A figura séria e cultuada de Takeshi é um alter-ego tão contrastante com sua imagem japonesa que nem ao menos reconhecemos o diretor, que atua na maioria de seus filmes, em suas aparições frequentes da TV japonesa. Ele já chegou a ter um programa por dia na TV, estando sete dias por semana na tela dos japoneses, em praticamente todas as emissoras. Até mesmo hoje ele é muito atuante, aparecendo em programas de debate político, de comédia, de curiosidade, ele não se repete.

Para entendermos Beat Takeshi, precisamos voltar à infância de Takeshi Kitano. Quando ele e seus irmãos viviam na pobreza do bairro mais pobre de Tóquio, Adachi-ku, junto de sua mãe batalhadora e um pai, bêbado, que os fazia trabalhar e gastava o dinheiro em bebidas. Além disso, o pai era violento, batendo em sua mãe e irmãos. No entanto, quando Kikujiro, seu pai, os abandonou, Takeshi ainda carregou um misto de sentimentos, uma tristeza misturada de alívio e insegurança. Sua mãe, distante dos problemas de antes, começou a reforçar mais ainda a intenção de ter os quatro filhos na faculdade. De família muito pobre, ela foi mandada para uma família rica ainda jovem para trabalhar como empregada. Sem estudos, nunca conseguiu fazer muito para os filhos, mas os obrigou a estudar, mesmo que suas mesas fossem caixas de madeira e sua luz, a de postes da rua.
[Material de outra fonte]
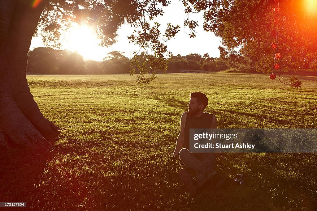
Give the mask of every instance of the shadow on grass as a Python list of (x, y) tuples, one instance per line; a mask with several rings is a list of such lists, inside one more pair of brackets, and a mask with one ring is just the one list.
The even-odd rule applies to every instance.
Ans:
[(154, 99), (165, 104), (170, 106), (177, 108), (184, 109), (187, 108), (188, 103), (184, 101), (176, 100), (171, 97), (165, 98), (162, 96), (156, 95)]
[(55, 152), (36, 153), (27, 149), (0, 148), (0, 201), (25, 202), (27, 207), (31, 207), (35, 184), (39, 183), (45, 164)]

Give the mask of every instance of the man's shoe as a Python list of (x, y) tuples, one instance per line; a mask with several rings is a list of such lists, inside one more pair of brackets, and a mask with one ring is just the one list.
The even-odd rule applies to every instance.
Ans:
[(185, 169), (182, 169), (180, 170), (179, 173), (180, 179), (185, 184), (189, 194), (192, 195), (197, 195), (197, 185), (196, 180), (194, 179), (191, 176)]

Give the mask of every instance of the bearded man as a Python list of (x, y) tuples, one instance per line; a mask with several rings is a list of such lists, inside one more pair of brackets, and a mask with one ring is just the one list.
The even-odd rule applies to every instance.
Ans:
[(214, 170), (216, 157), (223, 160), (224, 157), (220, 151), (213, 153), (192, 153), (189, 151), (189, 130), (191, 128), (217, 129), (217, 119), (213, 114), (204, 112), (208, 105), (208, 98), (201, 92), (192, 92), (190, 95), (188, 112), (184, 112), (180, 119), (180, 129), (177, 137), (176, 146), (173, 153), (187, 168), (193, 170), (193, 178), (185, 169), (179, 171), (179, 176), (187, 190), (192, 195), (196, 195), (207, 181), (211, 180), (216, 189), (220, 189), (225, 179)]

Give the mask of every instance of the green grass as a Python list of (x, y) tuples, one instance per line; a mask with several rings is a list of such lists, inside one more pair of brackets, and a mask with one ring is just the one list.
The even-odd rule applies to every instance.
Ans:
[(49, 156), (0, 156), (0, 201), (46, 210), (315, 210), (315, 154), (228, 154), (217, 171), (249, 175), (247, 185), (208, 186), (196, 198), (170, 154), (193, 91), (207, 95), (219, 128), (316, 128), (317, 77), (299, 78), (296, 89), (245, 73), (159, 75), (146, 86), (124, 75), (28, 76), (62, 136)]

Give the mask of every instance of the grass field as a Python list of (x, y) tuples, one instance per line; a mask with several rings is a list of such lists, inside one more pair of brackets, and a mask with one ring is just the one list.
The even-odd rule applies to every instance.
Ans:
[(206, 94), (219, 128), (317, 128), (317, 77), (299, 78), (297, 89), (244, 73), (159, 75), (146, 86), (126, 75), (28, 76), (61, 136), (51, 154), (0, 152), (0, 202), (45, 210), (316, 210), (316, 154), (228, 153), (217, 171), (248, 175), (246, 185), (208, 185), (195, 198), (170, 155), (193, 91)]

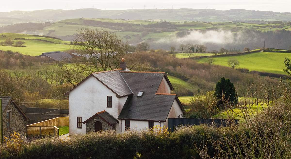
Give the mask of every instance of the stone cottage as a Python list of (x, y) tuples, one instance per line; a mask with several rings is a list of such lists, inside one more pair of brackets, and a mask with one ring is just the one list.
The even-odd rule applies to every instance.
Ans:
[(9, 137), (14, 131), (25, 134), (25, 126), (29, 119), (11, 97), (0, 96), (2, 99), (3, 135)]

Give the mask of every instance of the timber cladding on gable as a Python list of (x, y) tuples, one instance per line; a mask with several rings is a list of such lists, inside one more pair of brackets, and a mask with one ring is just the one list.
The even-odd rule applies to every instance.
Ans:
[[(7, 112), (11, 111), (10, 128), (7, 128)], [(9, 137), (14, 131), (24, 135), (25, 131), (25, 126), (27, 125), (28, 121), (25, 120), (24, 117), (13, 103), (9, 102), (3, 111), (3, 136)]]
[(157, 91), (157, 93), (171, 93), (171, 89), (168, 84), (166, 80), (165, 77), (163, 78), (158, 90)]

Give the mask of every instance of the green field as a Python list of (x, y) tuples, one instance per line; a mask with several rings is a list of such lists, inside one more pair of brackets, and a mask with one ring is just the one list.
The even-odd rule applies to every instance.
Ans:
[[(189, 56), (187, 53), (184, 53), (183, 54), (175, 54), (176, 55), (176, 57), (179, 59), (183, 58), (188, 58)], [(205, 53), (205, 54), (194, 54), (191, 53), (191, 57), (194, 57), (198, 56), (212, 56), (215, 55), (214, 54)]]
[[(239, 62), (238, 68), (245, 68), (250, 71), (255, 70), (274, 73), (284, 74), (285, 57), (291, 59), (291, 53), (259, 52), (234, 56), (214, 58), (214, 65), (228, 66), (228, 61), (234, 58)], [(206, 62), (204, 58), (198, 59), (199, 62)]]
[(217, 119), (228, 119), (229, 116), (230, 118), (233, 117), (234, 119), (240, 119), (241, 122), (243, 122), (244, 119), (242, 117), (244, 115), (242, 111), (247, 111), (250, 115), (253, 114), (254, 115), (256, 115), (263, 110), (263, 107), (266, 106), (266, 105), (265, 104), (262, 105), (259, 104), (258, 106), (255, 105), (250, 106), (248, 105), (246, 106), (247, 107), (246, 109), (238, 108), (233, 109), (214, 115), (212, 117)]
[(187, 87), (190, 84), (188, 82), (178, 78), (170, 75), (167, 75), (167, 76), (172, 85), (178, 84)]
[[(215, 20), (216, 17), (212, 17), (210, 16), (209, 19), (210, 20), (210, 21), (213, 21), (213, 20)], [(212, 28), (231, 30), (235, 29), (235, 31), (238, 31), (243, 30), (245, 28), (248, 28), (264, 31), (281, 30), (282, 29), (281, 28), (272, 28), (279, 25), (283, 26), (283, 29), (291, 29), (291, 25), (288, 23), (283, 24), (248, 24), (231, 22), (205, 23), (194, 21), (187, 22), (181, 20), (177, 21), (175, 20), (166, 20), (169, 22), (170, 25), (171, 25), (171, 26), (169, 25), (168, 23), (167, 25), (157, 28), (155, 25), (159, 25), (159, 20), (153, 20), (153, 21), (152, 21), (152, 20), (127, 20), (109, 18), (70, 19), (55, 22), (50, 26), (42, 30), (37, 30), (36, 31), (42, 35), (47, 35), (57, 37), (63, 37), (66, 35), (72, 36), (76, 33), (77, 30), (80, 28), (89, 26), (94, 29), (112, 31), (121, 37), (127, 36), (127, 37), (128, 38), (128, 36), (129, 36), (130, 38), (127, 38), (127, 40), (133, 43), (140, 41), (141, 40), (147, 41), (152, 40), (153, 39), (158, 40), (169, 35), (175, 35), (177, 32), (183, 31), (185, 29), (204, 30), (206, 29)], [(107, 23), (100, 24), (104, 22)], [(158, 31), (159, 32), (157, 32)], [(137, 34), (140, 36), (143, 32), (147, 32), (145, 35), (142, 37), (136, 36)], [(135, 36), (132, 36), (135, 34)]]
[[(6, 37), (0, 37), (0, 41), (4, 41), (9, 38), (11, 39), (14, 38), (25, 38), (26, 39), (40, 39), (45, 40), (48, 41), (52, 41), (54, 43), (69, 43), (70, 42), (63, 41), (58, 39), (55, 39), (47, 38), (40, 37), (26, 34), (21, 34), (14, 33), (3, 33), (0, 35), (3, 34), (6, 36)], [(24, 45), (25, 47), (15, 47), (7, 46), (0, 45), (0, 50), (6, 51), (7, 50), (12, 50), (14, 52), (18, 52), (23, 54), (31, 56), (39, 55), (42, 52), (55, 51), (64, 51), (71, 49), (72, 45), (69, 45), (59, 44), (58, 43), (51, 43), (47, 42), (41, 41), (37, 40), (14, 40), (14, 42), (17, 41), (22, 41), (25, 43)]]

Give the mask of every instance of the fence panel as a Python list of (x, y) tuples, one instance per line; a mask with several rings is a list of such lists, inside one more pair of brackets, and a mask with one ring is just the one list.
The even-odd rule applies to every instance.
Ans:
[(168, 125), (169, 129), (172, 132), (177, 127), (182, 125), (199, 125), (206, 124), (214, 125), (218, 127), (227, 126), (231, 124), (238, 124), (239, 119), (207, 119), (198, 118), (168, 118)]
[(58, 117), (25, 126), (28, 137), (38, 135), (58, 136), (57, 126), (69, 126), (69, 116)]

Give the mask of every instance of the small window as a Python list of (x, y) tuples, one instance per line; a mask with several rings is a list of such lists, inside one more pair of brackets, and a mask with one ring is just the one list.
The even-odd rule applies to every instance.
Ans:
[(77, 128), (82, 128), (82, 117), (77, 117)]
[(107, 107), (112, 107), (112, 96), (107, 96)]
[(152, 129), (154, 127), (154, 121), (148, 121), (148, 128)]
[(8, 112), (6, 114), (7, 118), (7, 128), (11, 128), (11, 112)]
[(143, 91), (140, 91), (139, 92), (139, 93), (137, 94), (137, 97), (141, 97), (143, 96)]
[(125, 131), (130, 131), (130, 121), (128, 120), (125, 120)]

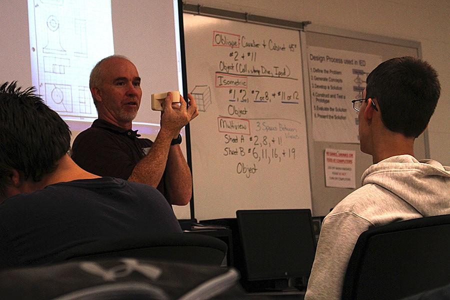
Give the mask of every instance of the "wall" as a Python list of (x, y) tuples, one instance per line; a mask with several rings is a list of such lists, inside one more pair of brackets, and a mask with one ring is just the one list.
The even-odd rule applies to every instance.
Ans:
[[(448, 0), (188, 0), (240, 12), (410, 40), (438, 71), (441, 97), (428, 126), (431, 158), (450, 165), (450, 1)], [(275, 4), (276, 3), (276, 5)], [(274, 8), (276, 9), (274, 10)]]

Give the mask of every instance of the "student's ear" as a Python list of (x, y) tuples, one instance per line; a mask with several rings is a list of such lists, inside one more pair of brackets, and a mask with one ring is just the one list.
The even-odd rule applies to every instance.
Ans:
[(22, 184), (20, 174), (15, 169), (11, 169), (8, 171), (8, 184), (12, 186), (15, 188), (18, 188)]
[[(5, 196), (6, 198), (8, 198), (20, 193), (20, 188), (22, 182), (20, 174), (17, 170), (11, 169), (6, 172)], [(1, 200), (0, 199), (0, 202), (2, 202)]]
[(102, 93), (98, 88), (91, 88), (90, 94), (97, 102), (102, 102)]

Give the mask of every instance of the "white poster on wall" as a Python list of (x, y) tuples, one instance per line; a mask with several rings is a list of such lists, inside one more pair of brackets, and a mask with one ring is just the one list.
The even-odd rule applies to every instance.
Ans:
[(356, 152), (325, 149), (325, 186), (332, 188), (356, 188)]
[(358, 144), (358, 116), (350, 101), (362, 98), (367, 76), (380, 56), (308, 47), (314, 140)]

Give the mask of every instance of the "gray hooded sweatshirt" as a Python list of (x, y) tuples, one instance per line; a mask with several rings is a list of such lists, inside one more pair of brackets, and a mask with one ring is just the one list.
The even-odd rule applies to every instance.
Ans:
[(324, 220), (305, 300), (340, 299), (348, 260), (364, 232), (450, 214), (450, 167), (438, 162), (392, 156), (370, 166), (362, 182)]

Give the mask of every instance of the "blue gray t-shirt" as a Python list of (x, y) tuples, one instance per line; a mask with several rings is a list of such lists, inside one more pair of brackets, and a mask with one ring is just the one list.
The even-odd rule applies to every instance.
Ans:
[(0, 266), (60, 261), (102, 240), (180, 232), (148, 186), (104, 177), (60, 182), (0, 204)]

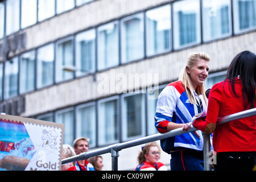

Takeshi sempre foi o bem humorado, fazia piada de suas mazelas e apesar de não ter muito apego pelos estudos, acabou mostrando talento para matemática e foi cursar engenharia para realizar o sonho de trabalhar na Honda, criando carros. Na faculdade, conheceu outro tipo de ambiente. Passou a contestar a sociedade, frequentava os bares universitários de Shinjuku, onde se reuniam atores, comediantes, músicos e poetas, discutindo política e tradições, durante um dos mais conturbados períodos da sociedade japonesa pós-guerra. O novo batia com o velho, o orgulho do espírito japonês com o deslumbre com o glamour do ocidente e tudo que os velhos lhe impuseram parecia hipocrisia. Takeshi abandonou a faculdade. Ou foi expulso, dependendo de quem conta a história. Seu diploma só foi concedido em 2004, como uma homenagem.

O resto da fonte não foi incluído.